Survey highlights issues with Australian dermatologist isotretinoin prescribing

Prescription of isotretinoin by Australian dermatologists diverges from international guidelines in starting dose, dose increments and weaning practices.

An online survey of 118 respondents from 654 dermatologists found most (61.2%) initiated low-dose isotretinoin with 10 or 20 mg per day.

“This does not conform to the weight-based dosing regimen adopted in UK, USA and EU guidelines but is in line with the ACD which allows for daily dose be based on response and adverse effects,” the study said.

The survey, reported in Clinical and Experimental Dermatology, said most prescriptions (85.3%) had dose increases during treatment.

“Of these, 38.1% commenced with 10-20 mg per day and increased after 4 weeks as tolerated, without consideration to weight. Only 2.1% increased from 0.5mg/kg to 1mg/kg after 4 weeks in line in USA guidelines. Both UK and USA guidelines suggest treatment duration be guided by reaching a cumulative dose between 120-150mg/kg.”

The survey also found more than half of respondents (54.4%) determined treatment endpoint was being clear of active acne for 2 months.

“UK guidelines noted that the evidence for treatment endpoint based on sustained skin clearance is scarce, but included it in the guidelines based on clinical experience.

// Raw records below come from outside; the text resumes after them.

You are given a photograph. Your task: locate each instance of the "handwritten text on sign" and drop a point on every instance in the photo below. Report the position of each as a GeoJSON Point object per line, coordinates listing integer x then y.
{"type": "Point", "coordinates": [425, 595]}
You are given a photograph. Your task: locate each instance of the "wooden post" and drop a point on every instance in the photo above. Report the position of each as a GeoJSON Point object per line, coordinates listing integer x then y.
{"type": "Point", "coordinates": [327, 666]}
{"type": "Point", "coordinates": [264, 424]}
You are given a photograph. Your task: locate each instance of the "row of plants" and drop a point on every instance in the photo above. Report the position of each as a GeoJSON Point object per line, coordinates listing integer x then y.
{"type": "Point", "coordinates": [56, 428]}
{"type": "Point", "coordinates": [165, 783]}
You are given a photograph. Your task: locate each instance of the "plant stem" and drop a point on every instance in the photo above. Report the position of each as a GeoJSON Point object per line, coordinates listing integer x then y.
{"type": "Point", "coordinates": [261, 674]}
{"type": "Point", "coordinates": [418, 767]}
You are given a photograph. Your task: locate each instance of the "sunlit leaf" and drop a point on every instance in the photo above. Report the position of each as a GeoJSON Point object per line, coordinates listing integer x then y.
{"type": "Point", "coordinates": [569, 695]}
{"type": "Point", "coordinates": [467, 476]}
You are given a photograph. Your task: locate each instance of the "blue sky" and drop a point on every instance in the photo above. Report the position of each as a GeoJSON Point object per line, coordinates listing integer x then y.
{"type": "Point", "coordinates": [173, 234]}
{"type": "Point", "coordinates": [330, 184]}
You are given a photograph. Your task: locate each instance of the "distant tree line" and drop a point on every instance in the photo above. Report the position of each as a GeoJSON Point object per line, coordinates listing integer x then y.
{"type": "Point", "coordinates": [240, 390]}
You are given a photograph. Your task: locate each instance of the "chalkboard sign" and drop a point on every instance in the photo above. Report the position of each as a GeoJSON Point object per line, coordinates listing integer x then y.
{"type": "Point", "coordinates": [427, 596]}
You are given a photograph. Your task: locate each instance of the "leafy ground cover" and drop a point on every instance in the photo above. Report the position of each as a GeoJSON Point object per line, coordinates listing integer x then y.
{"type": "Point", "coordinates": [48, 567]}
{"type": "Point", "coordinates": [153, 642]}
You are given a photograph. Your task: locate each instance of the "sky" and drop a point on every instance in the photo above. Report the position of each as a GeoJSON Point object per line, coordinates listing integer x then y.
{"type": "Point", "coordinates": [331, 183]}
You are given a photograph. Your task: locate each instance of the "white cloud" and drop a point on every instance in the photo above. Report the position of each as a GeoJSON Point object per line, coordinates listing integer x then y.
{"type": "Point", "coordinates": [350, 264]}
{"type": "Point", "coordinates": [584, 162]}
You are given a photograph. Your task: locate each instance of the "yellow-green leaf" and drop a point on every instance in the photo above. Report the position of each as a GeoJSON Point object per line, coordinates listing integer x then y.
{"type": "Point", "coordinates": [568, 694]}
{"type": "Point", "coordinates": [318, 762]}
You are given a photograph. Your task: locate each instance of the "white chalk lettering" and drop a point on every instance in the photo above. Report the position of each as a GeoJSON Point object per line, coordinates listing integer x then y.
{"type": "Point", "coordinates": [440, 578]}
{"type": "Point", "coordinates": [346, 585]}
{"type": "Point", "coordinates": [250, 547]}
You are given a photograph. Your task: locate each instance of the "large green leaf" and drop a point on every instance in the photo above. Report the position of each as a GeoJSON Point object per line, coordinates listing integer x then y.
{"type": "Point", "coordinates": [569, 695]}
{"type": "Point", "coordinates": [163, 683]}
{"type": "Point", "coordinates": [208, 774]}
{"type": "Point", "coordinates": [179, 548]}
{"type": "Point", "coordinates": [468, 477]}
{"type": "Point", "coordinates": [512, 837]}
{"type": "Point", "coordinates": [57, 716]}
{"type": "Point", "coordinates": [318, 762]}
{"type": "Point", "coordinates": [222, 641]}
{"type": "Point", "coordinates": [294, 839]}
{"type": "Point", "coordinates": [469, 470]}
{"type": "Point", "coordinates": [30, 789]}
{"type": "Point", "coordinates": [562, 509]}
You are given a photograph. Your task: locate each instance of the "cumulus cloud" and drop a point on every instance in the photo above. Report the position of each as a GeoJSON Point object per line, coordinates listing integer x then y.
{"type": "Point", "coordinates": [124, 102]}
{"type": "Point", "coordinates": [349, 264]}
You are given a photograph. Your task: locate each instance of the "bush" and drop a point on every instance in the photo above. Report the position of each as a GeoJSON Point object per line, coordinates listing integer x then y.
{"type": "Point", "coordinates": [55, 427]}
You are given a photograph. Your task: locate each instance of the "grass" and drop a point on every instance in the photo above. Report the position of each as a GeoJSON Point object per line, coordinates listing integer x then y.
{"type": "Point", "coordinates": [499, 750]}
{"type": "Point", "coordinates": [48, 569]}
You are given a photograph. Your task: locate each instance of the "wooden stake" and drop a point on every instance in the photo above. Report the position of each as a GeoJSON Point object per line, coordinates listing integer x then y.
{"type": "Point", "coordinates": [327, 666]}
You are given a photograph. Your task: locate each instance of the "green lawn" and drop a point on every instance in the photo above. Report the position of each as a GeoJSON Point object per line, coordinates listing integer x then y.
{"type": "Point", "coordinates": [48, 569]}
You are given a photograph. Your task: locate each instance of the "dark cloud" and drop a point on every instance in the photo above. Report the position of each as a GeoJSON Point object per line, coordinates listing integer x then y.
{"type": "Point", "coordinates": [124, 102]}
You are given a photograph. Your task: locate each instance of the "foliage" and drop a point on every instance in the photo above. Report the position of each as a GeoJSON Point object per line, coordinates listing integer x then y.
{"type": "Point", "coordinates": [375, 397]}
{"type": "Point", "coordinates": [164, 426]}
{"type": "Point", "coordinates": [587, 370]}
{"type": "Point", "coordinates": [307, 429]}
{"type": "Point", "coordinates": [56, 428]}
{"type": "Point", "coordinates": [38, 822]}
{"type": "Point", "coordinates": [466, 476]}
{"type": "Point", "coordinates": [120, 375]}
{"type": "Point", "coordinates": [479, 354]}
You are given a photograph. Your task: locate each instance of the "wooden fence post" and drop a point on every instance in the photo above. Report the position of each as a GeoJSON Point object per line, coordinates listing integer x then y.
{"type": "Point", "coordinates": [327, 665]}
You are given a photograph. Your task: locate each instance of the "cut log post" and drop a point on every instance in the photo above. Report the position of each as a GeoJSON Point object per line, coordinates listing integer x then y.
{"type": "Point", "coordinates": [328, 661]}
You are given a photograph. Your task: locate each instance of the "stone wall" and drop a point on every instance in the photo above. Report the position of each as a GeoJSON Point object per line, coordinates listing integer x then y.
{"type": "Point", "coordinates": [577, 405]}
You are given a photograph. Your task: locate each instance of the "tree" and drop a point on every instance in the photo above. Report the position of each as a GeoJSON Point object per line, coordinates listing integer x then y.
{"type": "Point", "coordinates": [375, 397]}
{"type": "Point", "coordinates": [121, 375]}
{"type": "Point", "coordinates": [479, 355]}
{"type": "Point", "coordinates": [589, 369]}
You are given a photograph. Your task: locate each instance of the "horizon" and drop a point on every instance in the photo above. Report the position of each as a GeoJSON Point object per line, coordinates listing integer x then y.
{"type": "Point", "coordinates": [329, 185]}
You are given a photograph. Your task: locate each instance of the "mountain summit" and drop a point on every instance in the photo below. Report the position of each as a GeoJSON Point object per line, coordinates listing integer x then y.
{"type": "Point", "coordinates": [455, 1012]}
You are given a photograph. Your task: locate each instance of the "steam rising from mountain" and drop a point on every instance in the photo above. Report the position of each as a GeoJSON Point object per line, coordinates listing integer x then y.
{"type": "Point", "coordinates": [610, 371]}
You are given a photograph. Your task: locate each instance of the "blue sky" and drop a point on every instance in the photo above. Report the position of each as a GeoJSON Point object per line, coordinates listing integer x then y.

It has been prioritised as a future research area,” the investigators said.

The survey said isotretinoin was weaned by 25.2% of respondents once treatment endpoint had been reached.

“After ceasing treatment, 26.6% recommended maintenance treatment with 61.3% using a topical retinoid and 12.9% cosmeceuticals.”

The survey found baseline and monitoring investigations were consistent with international guidelines.

The survey also revealed that 91% of dermatologists did not consider a prior or current history of depression a contraindication to treatment.

This was despite mood change being the most common adverse event leading to premature cessation of treatment and the fact that the ACD position statement recommends clinical assessment of the mental health of patients prior to isotretinoin prescription.

“The results suggest discordance between perception of isotretinoin causing mood change and the available evidence.”

“Further research is required to build the evidence base to support dosing, treatment duration and endpoint, and thresholds for ceasing due to mental health concerns,” the researchers said.

Commenting on the findings, Dr Jo-Ann See from Central Sydney Dermatology, said most dermatologists were well informed and prescribing was now a lot more individual.

Dr See, co-chair of All About Acne, said starting on a low dose and titrating according to response was appropriate.

She said weight-based dosing can have issues.

“I can have a 50 kg female and an 80 kg male and the response is individually variable so that the woman might be able to take more.”

She agreed that skin clearance should be the treatment endpoint noting that many patients could still have acne at the end of a six-month course.

“That more than a quarter of respondents offered maintenance treatment speaks to the fact that acne is a chronic disease, can last a long time and can be retriggered.”

Dr See added that most dermatologists would ask about a past history of depression but given the idiosyncratic nature of mood change as an adverse effect with isotretinoin, it might not necessarily stop them prescribing.

“It might be a flag to start low and slow,” she said.

She said it was disappointing that only 18% of dermatologists returned the survey.